As you guide them through the entire course, teachers must also have the proper evaluation on their progress through the class. This is where you check on them by looking at certain guidelines to see if they’ve learned more.
Implementing a probe system allows you to look at how they receive the teachings in class. You get to see from their noted or by asking them if they understood the lessons and if they can still follow the class at the current pace.
Teachers must also find a way to give constructive feedback to their kids. It must allow the kids to be receptive to the feedback so they learn their strengths and weaknesses so they can channel their energy to the things they are good at.

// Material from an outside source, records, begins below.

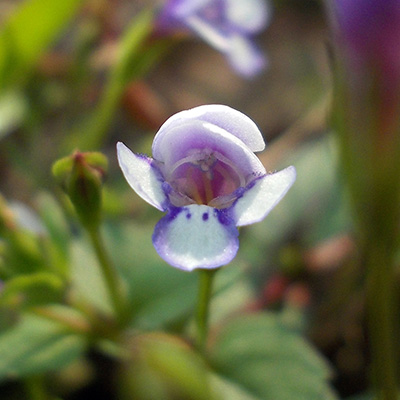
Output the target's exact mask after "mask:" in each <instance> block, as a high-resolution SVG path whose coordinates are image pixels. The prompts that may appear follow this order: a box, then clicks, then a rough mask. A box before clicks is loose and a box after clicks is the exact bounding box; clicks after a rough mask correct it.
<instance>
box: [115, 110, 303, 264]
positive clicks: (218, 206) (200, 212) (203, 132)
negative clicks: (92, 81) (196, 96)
mask: <svg viewBox="0 0 400 400" xmlns="http://www.w3.org/2000/svg"><path fill="white" fill-rule="evenodd" d="M264 147H265V144H264V140H263V138H262V135H261V132H260V131H259V129H258V128H257V126H256V125H255V123H254V122H253V121H252V120H251V119H250V118H249V117H247V116H246V115H244V114H242V113H241V112H239V111H236V110H234V109H232V108H230V107H228V106H224V105H204V106H200V107H196V108H193V109H191V110H187V111H182V112H179V113H177V114H175V115H173V116H172V117H170V118H169V119H168V120H167V121H166V122H165V123H164V124H163V125H162V126H161V128H160V129H159V131H158V132H157V134H156V136H155V138H154V141H153V145H152V152H153V158H150V157H148V156H146V155H143V154H134V153H132V152H131V151H130V150H129V149H128V148H127V147H126V146H125V145H124V144H123V143H121V142H119V143H118V144H117V153H118V160H119V165H120V167H121V169H122V172H123V173H124V176H125V178H126V180H127V181H128V183H129V185H130V186H131V187H132V189H133V190H134V191H135V192H136V193H137V194H138V195H139V196H141V197H142V198H143V199H144V200H146V201H147V202H148V203H149V204H151V205H152V206H154V207H156V208H157V209H159V210H160V211H164V212H165V211H166V213H167V214H166V215H165V216H164V217H163V218H162V219H161V220H160V221H159V222H158V223H157V225H156V227H155V230H154V234H153V244H154V247H155V248H156V250H157V252H158V254H159V255H160V256H161V257H162V258H163V259H164V260H165V261H167V262H168V263H169V264H171V265H172V266H174V267H177V268H180V269H183V270H186V271H191V270H194V269H197V268H204V269H212V268H217V267H220V266H222V265H225V264H228V263H229V262H230V261H231V260H232V259H233V258H234V257H235V255H236V252H237V250H238V247H239V242H238V229H237V227H239V226H243V225H248V224H252V223H254V222H258V221H261V220H262V219H263V218H264V217H265V216H266V215H267V214H268V213H269V212H270V211H271V210H272V208H273V207H274V206H275V205H276V204H277V203H278V202H279V201H280V200H281V199H282V197H283V196H284V195H285V194H286V192H287V191H288V190H289V188H290V187H291V185H292V184H293V182H294V181H295V178H296V171H295V169H294V167H288V168H286V169H284V170H282V171H280V172H276V173H271V174H268V173H267V172H266V171H265V168H264V166H263V165H262V163H261V162H260V160H259V159H258V158H257V156H256V155H255V154H254V151H261V150H263V149H264Z"/></svg>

The curriculum must also follow an effective model of instruction which must contain their strategy, intensive teaching methods, and engage students to learn effectively. This allows you to slowly progress with your students until they acquire the skills to learn more on their own.
Successful schools like Eaton Arrowsmith have adopted such practices in their own school to become one of the very best in handling children with learning disabilities. The above ideas are suggestions for schools and even families to get over the learning hump that many kids experience.